Roma, 28 novembre 2025 – Il 28 novembre è un giorno che si muove tra diplomazia, ingegneria estrema e spiritualità francescana. Un pezzo di storia mondiale, un corridoio sotterraneo che ha cambiato l’idea stessa di Europa e due protagonisti dello spettacolo che, in modi completamente diversi, hanno inciso nell’immaginario collettivo. È una giornata di cambiamenti profondi, alcuni visibili, altri sottili ma decisivi.
San Giacomo, il predicatore che voleva disinnescare i conflitti
San Giacomo della Marca attraversò l’Italia centro-orientale per decenni. Non parlava solo di fede: parlava di giustizia, di relazioni, perfino di economia. Le sue prediche, raccontano le cronache dell’epoca, si trasformavano in assemblee civiche. Invitava i signorotti locali a deporre le armi e gli abitanti a ricomporre liti antiche.
Durante una celebrazione questa mattina, un frate lo ha definito «un mediatore ante litteram», capace di prendere una comunità divisa e usarne la lingua, i gesti, la cultura per ricucirla. In tempi in cui la violenza privata era un pericolo costante, il suo tentativo di portare ordine dove regnava il sospetto ha lasciato un’impressione profonda.


1919: il Trattato di Versailles e un dopoguerra instabile
Il 28 novembre 1919, gli Stati Uniti ratificavano il Trattato di Versailles, anche se in seguito il Senato avrebbe respinto l’adesione effettiva alla Società delle Nazioni. È un dettaglio spesso dimenticato, ma decisivo: mentre l’Europa cercava di rimettere insieme i pezzi dopo la carneficina della Prima guerra mondiale, gli USA muovevano un passo avanti e uno indietro, incarnando un’ambivalenza che avrebbe influenzato tutto il Novecento.

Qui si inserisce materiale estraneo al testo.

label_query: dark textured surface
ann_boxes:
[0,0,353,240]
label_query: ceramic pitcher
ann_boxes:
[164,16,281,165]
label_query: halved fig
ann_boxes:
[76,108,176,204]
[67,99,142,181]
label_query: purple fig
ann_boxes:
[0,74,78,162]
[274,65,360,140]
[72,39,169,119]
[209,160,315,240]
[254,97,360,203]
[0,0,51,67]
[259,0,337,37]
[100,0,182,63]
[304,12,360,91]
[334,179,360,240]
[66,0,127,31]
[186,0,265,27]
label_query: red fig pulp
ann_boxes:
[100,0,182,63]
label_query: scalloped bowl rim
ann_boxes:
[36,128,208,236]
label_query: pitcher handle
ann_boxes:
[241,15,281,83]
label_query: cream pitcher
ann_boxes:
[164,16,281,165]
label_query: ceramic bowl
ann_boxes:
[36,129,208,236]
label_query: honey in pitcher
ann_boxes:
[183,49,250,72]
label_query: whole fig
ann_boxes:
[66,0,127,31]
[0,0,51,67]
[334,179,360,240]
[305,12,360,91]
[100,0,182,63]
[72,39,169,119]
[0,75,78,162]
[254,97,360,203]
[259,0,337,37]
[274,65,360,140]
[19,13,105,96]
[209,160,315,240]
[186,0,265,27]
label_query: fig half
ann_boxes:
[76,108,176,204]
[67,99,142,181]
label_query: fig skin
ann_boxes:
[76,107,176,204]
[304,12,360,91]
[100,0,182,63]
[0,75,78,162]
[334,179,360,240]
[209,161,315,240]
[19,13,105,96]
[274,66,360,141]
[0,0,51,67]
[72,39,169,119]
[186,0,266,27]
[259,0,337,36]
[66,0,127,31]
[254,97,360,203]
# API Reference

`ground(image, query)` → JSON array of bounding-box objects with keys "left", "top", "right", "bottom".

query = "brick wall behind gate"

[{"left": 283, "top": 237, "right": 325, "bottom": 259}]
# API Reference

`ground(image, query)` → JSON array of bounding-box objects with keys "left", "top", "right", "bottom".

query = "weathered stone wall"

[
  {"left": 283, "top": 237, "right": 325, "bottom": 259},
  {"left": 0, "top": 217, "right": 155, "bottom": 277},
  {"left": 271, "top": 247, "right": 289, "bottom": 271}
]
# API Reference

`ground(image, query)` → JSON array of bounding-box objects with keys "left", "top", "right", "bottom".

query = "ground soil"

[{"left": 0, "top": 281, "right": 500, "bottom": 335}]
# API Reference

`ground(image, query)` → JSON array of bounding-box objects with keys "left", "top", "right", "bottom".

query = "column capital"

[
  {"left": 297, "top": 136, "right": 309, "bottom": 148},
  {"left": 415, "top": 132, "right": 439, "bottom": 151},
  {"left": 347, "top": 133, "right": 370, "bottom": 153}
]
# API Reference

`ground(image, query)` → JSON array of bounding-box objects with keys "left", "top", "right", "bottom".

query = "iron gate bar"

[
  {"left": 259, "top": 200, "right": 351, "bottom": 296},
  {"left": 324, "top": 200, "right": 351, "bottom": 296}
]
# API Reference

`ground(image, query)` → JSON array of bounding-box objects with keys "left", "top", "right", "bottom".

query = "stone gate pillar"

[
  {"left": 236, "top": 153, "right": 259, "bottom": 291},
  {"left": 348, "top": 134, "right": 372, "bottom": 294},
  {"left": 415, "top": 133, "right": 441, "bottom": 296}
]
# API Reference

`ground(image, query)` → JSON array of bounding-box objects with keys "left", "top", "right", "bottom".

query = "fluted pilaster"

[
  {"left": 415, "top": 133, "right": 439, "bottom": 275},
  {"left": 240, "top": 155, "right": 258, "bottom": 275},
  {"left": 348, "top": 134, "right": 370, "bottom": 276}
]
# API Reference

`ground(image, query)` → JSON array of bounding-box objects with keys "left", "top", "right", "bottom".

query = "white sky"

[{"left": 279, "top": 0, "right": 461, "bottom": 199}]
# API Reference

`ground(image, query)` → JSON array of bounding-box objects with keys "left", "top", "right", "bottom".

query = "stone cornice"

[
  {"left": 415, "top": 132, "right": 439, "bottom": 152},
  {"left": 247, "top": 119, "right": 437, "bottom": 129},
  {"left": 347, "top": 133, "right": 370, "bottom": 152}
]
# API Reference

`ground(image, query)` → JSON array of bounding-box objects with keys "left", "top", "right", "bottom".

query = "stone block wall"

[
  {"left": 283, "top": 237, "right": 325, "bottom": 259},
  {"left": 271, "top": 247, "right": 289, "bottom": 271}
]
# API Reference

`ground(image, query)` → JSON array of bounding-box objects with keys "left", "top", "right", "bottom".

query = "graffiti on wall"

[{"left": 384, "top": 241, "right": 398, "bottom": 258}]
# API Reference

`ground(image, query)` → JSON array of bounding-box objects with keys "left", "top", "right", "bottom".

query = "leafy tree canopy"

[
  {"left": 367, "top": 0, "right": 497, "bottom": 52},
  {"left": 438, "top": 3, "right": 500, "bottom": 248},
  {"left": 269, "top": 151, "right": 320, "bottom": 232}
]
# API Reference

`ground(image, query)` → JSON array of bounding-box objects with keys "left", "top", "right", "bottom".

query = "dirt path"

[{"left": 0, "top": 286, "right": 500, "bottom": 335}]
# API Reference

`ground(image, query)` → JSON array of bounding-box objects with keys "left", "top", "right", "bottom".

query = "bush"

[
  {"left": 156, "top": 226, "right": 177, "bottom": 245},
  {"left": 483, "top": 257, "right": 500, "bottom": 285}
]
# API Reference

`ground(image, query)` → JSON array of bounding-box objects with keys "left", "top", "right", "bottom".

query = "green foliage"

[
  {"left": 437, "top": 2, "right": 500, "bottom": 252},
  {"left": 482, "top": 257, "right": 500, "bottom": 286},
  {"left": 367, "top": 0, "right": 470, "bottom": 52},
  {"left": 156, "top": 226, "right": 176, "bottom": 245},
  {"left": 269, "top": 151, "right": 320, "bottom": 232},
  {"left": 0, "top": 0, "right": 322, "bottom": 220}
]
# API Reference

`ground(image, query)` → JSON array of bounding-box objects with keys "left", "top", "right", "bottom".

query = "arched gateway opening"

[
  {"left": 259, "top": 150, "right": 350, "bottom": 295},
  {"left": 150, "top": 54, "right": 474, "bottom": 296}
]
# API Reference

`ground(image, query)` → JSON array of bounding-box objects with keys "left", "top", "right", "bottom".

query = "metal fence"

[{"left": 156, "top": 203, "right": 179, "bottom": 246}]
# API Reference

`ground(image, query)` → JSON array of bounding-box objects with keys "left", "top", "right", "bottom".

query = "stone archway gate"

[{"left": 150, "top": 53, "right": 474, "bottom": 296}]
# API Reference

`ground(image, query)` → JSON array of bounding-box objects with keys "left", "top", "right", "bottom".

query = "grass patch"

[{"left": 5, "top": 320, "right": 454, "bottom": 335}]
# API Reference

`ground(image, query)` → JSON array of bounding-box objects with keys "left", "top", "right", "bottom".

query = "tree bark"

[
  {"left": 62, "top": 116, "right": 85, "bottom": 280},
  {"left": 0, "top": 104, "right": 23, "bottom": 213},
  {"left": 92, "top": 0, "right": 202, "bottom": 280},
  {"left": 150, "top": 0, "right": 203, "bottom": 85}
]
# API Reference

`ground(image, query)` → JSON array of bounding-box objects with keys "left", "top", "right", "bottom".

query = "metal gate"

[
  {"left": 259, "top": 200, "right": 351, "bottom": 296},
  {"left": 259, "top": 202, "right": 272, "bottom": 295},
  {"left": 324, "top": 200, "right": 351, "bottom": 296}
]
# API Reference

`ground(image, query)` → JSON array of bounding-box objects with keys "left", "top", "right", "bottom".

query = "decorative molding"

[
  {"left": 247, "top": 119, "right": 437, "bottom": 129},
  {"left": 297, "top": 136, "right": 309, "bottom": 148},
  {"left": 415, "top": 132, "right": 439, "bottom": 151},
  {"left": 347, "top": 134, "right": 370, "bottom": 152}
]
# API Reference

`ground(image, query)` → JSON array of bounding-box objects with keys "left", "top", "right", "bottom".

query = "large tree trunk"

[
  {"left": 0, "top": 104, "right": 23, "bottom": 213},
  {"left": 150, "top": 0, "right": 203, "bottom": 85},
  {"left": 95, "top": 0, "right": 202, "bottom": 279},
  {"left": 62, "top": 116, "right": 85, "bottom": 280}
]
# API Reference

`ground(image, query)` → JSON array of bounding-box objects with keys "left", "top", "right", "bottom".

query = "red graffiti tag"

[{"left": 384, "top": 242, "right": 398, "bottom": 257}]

Gli storici spiegano che la firma rappresentò un momento di apparente stabilizzazione, ma anche l’inizio di tensioni nuove: confini ridisegnati, economie a pezzi, popoli sradicati. «L’illusione di una pace totale durò pochissimo», ricorda una docente di storia contemporanea. Era già in moto la spirale che avrebbe portato al secondo conflitto mondiale.
1994: il tunnel sotto la Manica e l’Europa che cambia forma
Il tunnel sotto la Manica, inaugurato il 28 novembre 1994, fu una delle imprese ingegneristiche più ambiziose del secolo. Venticinque minuti di treno per attraversare un braccio di mare che per secoli era stato barriera, confine, difesa naturale.
Per molti europei, quel tunnel significò la fine psicologica dell’isolamento britannico. Per altri fu un gesto politico travestito da infrastruttura. «L’Inghilterra è più vicina, ma non necessariamente più pronta», diceva all’epoca un quotidiano francese. Frase che, a riguardarla oggi, suona come premonizione degli equilibri che sarebbero arrivati con Brexit.
Dal punto di vista tecnico fu un’impresa radicale: due squadre che scavavano da lati opposti della Manica, coordinate al millimetro fino all’incontro finale. L’immagine del varco aperto è ancora tra le più iconiche del progetto europeo.
Due compleanni che raccontano l’America
Il 28 novembre è il compleanno di Ed Harris, attore dalla presenza magnetica, capace di passare da ruoli durissimi a figure introverse mantenendo sempre un rigore quasi artigianale.
Compie gli anni anche Jon Stewart, voce ironica e critica della politica statunitense. La sua conduzione del “Daily Show” ha formato una generazione di spettatori e, in un certo senso, anche una generazione di politici.